The standard can also communicate tracking information about click-throughs, the length the video is played, a tracking pixel, data about companion ads (meant to load in or near the player at the same time as the video ad itself), and more.
The majority of players and ad servers in the industry are compatible with at least VAST 2.0. VAST 3.0 was released in 2012 and is backwards compatible with parties using 2.0. The biggest development with VAST 3.0 is the player’s ability to communicate to the server which formats it will and won’t accept before a unit comes its way. These include linear ads, non-linear ads, skippable linear ads, linear ads with companions and ad pods (groups of video ads like TV commercial breaks).
“With VAST 3.0, the guesswork of which VAST ad format a player supports is eliminated,” the IAB commented on release.
However, many industry players did not find VAST 3.0 worthwhile to go through the hassle of upgrading, so they stuck with VAST 2.0. The latest update is a true game-changer that recognizes the increasingly diverse stable of video platforms.
Officially released in January 2016, VAST 4.0 offers support for
• Ad stitching or server-side insertion. Most desktop digital ads are served from the client side to enable advertiser tracking and measurement capabilities. But video content providers worry about low-resolution creative and latency in delivery, especially when it comes to displaying on large screens and live streaming. Server-side insertion or stitching ads to content reduces latency, ensures proper creative are always loaded, and (currently) gets around ad blockers.
• Separating video files from interactive APIs to ensure ads can be played on systems and platforms that may not be able to read the interactive components (e.g., Connected TV and OTT).

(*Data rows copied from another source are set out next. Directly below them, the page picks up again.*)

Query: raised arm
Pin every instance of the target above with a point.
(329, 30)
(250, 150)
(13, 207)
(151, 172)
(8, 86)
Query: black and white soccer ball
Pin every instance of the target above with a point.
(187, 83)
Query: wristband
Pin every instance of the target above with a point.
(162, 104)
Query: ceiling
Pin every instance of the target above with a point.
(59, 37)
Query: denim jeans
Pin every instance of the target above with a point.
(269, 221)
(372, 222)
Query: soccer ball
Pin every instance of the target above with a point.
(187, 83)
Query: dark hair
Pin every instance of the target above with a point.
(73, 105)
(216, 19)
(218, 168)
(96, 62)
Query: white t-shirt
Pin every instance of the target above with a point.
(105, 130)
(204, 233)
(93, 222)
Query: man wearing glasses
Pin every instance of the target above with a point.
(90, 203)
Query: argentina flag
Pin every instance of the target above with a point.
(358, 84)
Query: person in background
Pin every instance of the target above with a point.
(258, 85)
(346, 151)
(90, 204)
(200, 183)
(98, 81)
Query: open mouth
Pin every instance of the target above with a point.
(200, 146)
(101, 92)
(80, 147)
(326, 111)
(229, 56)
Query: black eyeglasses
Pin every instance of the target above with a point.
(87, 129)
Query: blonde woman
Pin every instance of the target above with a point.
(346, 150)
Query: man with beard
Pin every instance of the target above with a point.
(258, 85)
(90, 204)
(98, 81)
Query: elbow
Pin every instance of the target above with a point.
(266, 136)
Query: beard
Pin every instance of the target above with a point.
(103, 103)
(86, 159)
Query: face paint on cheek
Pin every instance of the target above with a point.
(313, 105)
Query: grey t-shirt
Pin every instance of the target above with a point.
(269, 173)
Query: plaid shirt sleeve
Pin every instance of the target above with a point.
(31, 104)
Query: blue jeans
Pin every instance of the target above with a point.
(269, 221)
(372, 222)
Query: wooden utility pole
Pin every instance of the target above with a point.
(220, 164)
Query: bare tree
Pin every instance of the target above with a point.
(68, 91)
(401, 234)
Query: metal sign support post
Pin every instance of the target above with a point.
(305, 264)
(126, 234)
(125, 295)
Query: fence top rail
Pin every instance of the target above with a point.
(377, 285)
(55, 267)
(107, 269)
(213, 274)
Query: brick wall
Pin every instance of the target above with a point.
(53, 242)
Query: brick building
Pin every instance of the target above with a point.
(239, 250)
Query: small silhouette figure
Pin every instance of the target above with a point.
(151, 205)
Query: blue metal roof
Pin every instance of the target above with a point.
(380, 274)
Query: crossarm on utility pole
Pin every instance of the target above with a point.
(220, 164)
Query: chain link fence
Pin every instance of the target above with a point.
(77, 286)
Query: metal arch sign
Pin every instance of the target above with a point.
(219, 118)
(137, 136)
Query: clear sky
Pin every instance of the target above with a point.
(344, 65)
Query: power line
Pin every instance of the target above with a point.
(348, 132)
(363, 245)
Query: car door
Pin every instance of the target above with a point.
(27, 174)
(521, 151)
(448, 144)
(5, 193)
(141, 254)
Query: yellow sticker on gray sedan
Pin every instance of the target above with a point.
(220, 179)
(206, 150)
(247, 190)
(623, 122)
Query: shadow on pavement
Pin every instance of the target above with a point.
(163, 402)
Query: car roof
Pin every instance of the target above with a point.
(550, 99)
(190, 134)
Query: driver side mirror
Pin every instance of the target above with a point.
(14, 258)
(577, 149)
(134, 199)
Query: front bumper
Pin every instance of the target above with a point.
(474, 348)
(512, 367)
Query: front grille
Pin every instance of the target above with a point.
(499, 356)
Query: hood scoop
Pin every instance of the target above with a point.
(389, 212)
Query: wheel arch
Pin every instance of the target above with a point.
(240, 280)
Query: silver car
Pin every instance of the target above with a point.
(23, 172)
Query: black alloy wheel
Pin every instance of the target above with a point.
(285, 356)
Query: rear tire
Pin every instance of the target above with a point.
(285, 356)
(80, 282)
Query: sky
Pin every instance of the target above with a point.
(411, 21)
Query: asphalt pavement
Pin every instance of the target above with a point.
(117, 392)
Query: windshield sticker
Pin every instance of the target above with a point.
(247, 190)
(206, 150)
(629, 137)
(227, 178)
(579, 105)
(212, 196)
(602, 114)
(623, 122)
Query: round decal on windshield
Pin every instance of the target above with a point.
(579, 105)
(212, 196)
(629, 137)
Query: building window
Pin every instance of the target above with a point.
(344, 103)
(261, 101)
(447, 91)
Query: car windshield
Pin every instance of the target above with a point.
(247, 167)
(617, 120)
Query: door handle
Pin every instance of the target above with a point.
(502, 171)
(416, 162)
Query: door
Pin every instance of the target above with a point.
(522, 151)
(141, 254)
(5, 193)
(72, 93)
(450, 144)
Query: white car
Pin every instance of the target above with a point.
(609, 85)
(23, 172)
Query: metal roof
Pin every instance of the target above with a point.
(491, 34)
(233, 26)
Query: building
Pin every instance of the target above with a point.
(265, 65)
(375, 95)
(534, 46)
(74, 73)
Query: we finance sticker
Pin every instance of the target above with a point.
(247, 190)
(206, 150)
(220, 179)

• Three simultaneous streams: low-quality, medium-quality, and high quality. These are selected by the ad server based on screen resolution, connection strength, and other factors. In addition, VAST 4.0 supports extreme high-quality “mezzanine” files that can be transcoded or used for stitching.
• Verification and viewability measurement, which previously required the Video Player Ad-Serving Interface Definition (VPAID).
• A standardized timestamp macro.
Companies can upgrade directly from VAST 2.0 to 4.0, and the latest version is still backwards compatible with 2.0 and 3.0. Adoption has been slow, but is expected to take off in 2017 and be installed on a wide set of systems by the end of the year.